Construction: Learning Experiences
Our construction-themed science activities provide hands-on opportunities to explore scientific concepts while engaging in imaginative play. Children can build simple structures using blocks or recycled materials to experiment with balance, stability, and engineering principles.
Preschoolers can also explore concepts like gravity and motion by constructing ramps or inclined planes for construction trucks to roll down. Additionally, educators can introduce the concept of simple machines, such as levers and pulleys, by incorporating them into construction-themed play scenarios.
Preschoolers can also explore concepts like gravity and motion by constructing ramps or inclined planes for construction trucks to roll down. Additionally, educators can introduce the concept of simple machines, such as levers and pulleys, by incorporating them into construction-themed play scenarios.
Sample Construction Activities + Resources
Themed Activities
- Block Play: Provide a variety of blocks for free play to encourage creativity.
- Building Projects: Simple projects like constructing a house, a bridge, or a tower using blocks or recycled materials.
- Pretend Play: Set up a construction site with props like hard hats, vests, and toy tools.
- Sensory Play: Add dirt, rocks, sand and construction trucks to your sensory bin. Add ramps, rocks and natural elements.
- Movement + Fitness: Learning to recognize when your body needs to move for better focus is a critical life skill. Noticing when your preschooler needs a mental break and requires gross motor movement provides an opportunity to help them recognize that they need to speak up and share what they need. Help little ones advocate for themselves with these construction movement cards. Spin like a cement mixer, stretch like a crane, and dip like a dump truck!
- Arts + Crafts: Try drawing your own blueprint for a dream house or a cool building.
More Activities
- Construction Art – By cutting shapes out of construction paper, invite your preschooler to construct a building of their choice. Will they create a skyscraper or a school? A house or a fire station? What shapes do they need to create their construction masterpiece?
- Pipe Cleaner Building – Using pipe cleaners, encourage your preschooler to build a structure or make a design, shapes, letters, numbers, etc. Allow this activity to be open-ended and a time for exploration. This is one of my favorite ways to introduce a construction theme to my preschoolers–with a simple invitation to play!
- Touch and Feel Box – Grab various items with different textures (wood, bricks, tile, sand, nuts/bolts,etc) from the hardware store and place them in an empty tissue box or paper bag. Invite your preschooler to put their hand in the box/bag and try to identify what the item is just by touch.
- Color Walk – Gather sheets of construction paper and tape them down in a path all through the house. Can he/she walk from one room to the next by stepping only on certain colors? When we work on a construction site, there are clear places to walk so we can stay safe around all that heavy equipment.
- Construction Counting – Gather all the construction trucks and make some number cards with the numbers 1-10. Using rocks, scoops of sand or dirt, or even dried pasta or cereal, invite your preschooler to scoop up a certain number of items and return them to the construction site. Double the counting fun by using playdough for rocks. First you have to count the playdough rocks as you make them, and count them again as you dump them.

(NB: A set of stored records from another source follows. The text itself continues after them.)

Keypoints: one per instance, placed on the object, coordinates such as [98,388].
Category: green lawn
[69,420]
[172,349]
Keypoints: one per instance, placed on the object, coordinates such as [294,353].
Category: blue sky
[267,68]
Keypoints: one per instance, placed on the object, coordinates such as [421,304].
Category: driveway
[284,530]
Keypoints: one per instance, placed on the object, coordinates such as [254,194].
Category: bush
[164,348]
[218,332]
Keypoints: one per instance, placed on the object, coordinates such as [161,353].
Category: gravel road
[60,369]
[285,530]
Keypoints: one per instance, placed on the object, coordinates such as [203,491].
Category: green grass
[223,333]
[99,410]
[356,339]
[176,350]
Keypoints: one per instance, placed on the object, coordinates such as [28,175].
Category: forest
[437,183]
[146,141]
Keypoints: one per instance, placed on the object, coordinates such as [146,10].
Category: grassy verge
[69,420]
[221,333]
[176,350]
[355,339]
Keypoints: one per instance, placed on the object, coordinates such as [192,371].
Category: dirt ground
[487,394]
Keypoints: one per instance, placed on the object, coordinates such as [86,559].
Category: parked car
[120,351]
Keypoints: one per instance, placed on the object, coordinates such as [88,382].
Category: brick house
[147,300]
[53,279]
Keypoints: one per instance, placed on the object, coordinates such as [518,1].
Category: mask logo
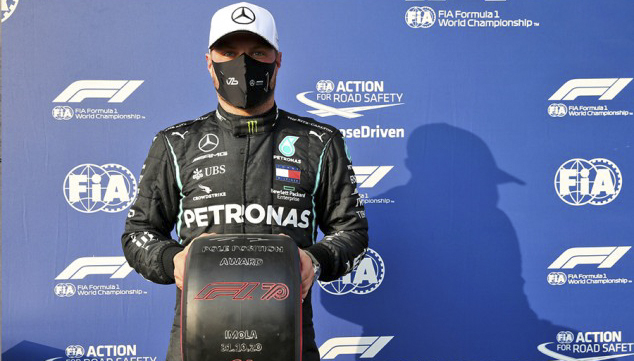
[252,126]
[243,15]
[287,145]
[244,82]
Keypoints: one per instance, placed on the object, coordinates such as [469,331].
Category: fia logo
[557,110]
[63,112]
[596,181]
[365,278]
[65,290]
[557,278]
[420,17]
[90,188]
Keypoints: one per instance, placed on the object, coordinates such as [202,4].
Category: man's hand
[307,271]
[179,266]
[179,262]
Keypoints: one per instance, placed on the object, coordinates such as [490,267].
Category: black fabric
[202,177]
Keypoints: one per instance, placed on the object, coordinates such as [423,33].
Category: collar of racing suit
[241,125]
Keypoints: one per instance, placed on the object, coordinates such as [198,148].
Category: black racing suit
[221,173]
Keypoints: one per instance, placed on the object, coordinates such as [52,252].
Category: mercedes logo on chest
[208,143]
[243,15]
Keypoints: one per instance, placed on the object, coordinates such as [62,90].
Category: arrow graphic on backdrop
[324,110]
[559,357]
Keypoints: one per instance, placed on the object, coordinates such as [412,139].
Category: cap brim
[243,31]
[503,177]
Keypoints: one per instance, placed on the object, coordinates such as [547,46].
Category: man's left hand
[307,271]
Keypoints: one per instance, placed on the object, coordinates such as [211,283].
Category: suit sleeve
[147,244]
[340,214]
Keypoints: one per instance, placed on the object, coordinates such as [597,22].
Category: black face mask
[244,81]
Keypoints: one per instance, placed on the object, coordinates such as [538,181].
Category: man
[248,167]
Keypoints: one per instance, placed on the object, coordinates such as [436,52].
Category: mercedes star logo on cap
[243,15]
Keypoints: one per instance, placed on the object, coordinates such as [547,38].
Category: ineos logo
[243,15]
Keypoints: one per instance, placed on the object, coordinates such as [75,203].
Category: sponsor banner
[377,131]
[349,99]
[125,352]
[588,346]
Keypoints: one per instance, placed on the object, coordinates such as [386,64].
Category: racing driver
[247,167]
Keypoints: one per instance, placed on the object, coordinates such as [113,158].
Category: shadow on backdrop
[453,288]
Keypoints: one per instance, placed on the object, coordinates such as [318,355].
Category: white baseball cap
[243,16]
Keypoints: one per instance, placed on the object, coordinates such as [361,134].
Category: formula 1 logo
[369,176]
[240,291]
[8,7]
[90,188]
[604,88]
[365,278]
[420,17]
[116,267]
[367,346]
[597,181]
[116,91]
[605,257]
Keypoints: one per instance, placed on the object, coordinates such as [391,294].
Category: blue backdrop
[491,141]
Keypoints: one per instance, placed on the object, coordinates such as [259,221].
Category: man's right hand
[179,262]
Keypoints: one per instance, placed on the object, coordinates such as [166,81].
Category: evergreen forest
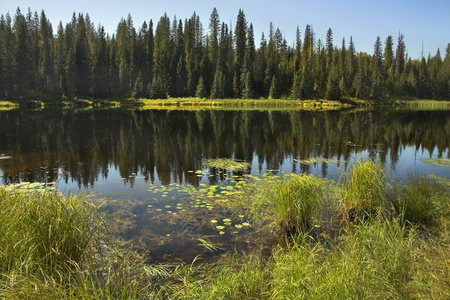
[176,58]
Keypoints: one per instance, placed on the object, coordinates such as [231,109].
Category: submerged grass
[364,192]
[394,255]
[296,199]
[229,164]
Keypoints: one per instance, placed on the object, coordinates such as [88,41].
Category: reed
[42,231]
[296,199]
[364,192]
[418,200]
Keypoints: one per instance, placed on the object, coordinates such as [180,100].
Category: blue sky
[420,21]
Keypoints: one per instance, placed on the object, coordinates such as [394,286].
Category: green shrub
[42,231]
[363,191]
[417,200]
[296,198]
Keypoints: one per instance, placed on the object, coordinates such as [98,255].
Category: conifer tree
[240,40]
[247,91]
[22,54]
[82,62]
[295,91]
[274,92]
[201,89]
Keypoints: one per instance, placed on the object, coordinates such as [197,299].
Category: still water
[142,164]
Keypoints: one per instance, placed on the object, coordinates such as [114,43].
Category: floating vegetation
[438,162]
[228,164]
[314,160]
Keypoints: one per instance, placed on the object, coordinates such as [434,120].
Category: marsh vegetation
[396,246]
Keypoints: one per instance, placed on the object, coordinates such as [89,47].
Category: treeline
[182,59]
[86,145]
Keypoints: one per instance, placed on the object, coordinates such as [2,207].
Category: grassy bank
[200,104]
[362,237]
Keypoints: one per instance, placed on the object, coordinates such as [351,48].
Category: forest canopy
[177,58]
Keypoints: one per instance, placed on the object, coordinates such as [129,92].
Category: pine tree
[329,48]
[82,59]
[100,68]
[22,55]
[247,91]
[295,91]
[377,74]
[214,30]
[201,89]
[46,63]
[240,40]
[274,92]
[218,87]
[333,90]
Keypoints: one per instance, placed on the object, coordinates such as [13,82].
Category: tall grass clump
[420,200]
[374,261]
[296,199]
[364,191]
[43,235]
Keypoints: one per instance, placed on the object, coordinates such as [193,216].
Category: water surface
[144,162]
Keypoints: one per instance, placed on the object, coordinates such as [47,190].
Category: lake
[144,166]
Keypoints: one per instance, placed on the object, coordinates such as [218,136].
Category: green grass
[229,164]
[296,200]
[364,192]
[419,199]
[53,247]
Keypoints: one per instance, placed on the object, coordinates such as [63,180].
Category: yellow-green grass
[375,258]
[364,191]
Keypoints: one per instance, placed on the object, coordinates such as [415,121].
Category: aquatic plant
[43,231]
[418,200]
[363,191]
[229,164]
[296,198]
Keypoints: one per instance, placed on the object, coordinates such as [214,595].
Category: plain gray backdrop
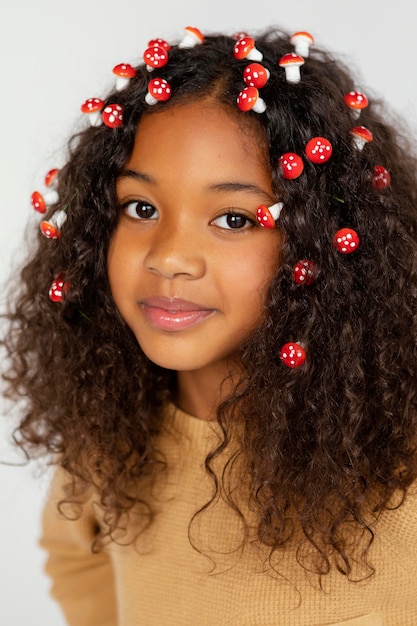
[53,56]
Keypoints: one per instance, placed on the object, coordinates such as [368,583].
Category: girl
[224,371]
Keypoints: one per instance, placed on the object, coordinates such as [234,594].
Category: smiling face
[189,267]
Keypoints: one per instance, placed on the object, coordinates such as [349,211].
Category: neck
[200,392]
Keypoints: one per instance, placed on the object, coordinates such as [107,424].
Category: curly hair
[327,446]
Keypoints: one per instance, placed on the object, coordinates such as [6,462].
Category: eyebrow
[233,186]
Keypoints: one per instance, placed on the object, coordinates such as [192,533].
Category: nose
[175,250]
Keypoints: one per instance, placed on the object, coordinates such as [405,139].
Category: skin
[181,191]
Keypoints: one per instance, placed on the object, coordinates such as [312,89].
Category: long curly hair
[328,445]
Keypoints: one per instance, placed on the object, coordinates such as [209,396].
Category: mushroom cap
[92,105]
[291,59]
[162,43]
[255,75]
[362,133]
[243,47]
[292,165]
[356,100]
[292,354]
[304,272]
[319,150]
[264,217]
[112,115]
[381,178]
[51,177]
[346,240]
[49,230]
[155,56]
[124,70]
[302,35]
[38,202]
[160,89]
[248,98]
[58,288]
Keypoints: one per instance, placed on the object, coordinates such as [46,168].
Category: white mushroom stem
[275,210]
[259,106]
[50,196]
[292,73]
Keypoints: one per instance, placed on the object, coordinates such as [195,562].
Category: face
[188,265]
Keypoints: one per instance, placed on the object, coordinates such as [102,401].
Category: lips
[173,314]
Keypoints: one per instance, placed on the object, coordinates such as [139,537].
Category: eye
[234,221]
[140,210]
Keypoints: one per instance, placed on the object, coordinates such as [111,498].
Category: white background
[54,55]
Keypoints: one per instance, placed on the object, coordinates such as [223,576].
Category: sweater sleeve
[82,580]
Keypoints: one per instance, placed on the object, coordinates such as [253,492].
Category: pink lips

- Stop Sign Design – Using a piece of white paper, draw an octagon to make a stop sign. Invite your preschooler to cut along the 8 lines and glue red torn paper to the stop sign (this adds a fine motor element). Try this with various traffic and construction signs. What other shapes do you see on the road? Feel free to take a drive and gather ideas!
- Construction Tower Build STEM– Grab any building blocks (Lego, Duplo, MegaBloks) and invite your preschooler to build a city or neighborhood. What plans will they make before building? Can you draw them out on a piece of paper the same way a draftsman would draw up plans? Use painter’s or electrical tape to make roads on the floor, too.
Managing (Construction) Problems – Go to YouTube and listen to the story My Truck is Stuck by Kevin Lewis. The man with the truck encounters a big problem: his truck is stuck and it won’t move one inch more! Fortunately, he finds lots of big helpers to help tow his truck, but it’s still stuck! Discuss with your preschooler how all those vehicles chose to stop and help instead of driving on by. Ask your preschooler, “How could you help someone at school, at the library, in the store, if they needed help? What can a preschooler do to help someone?”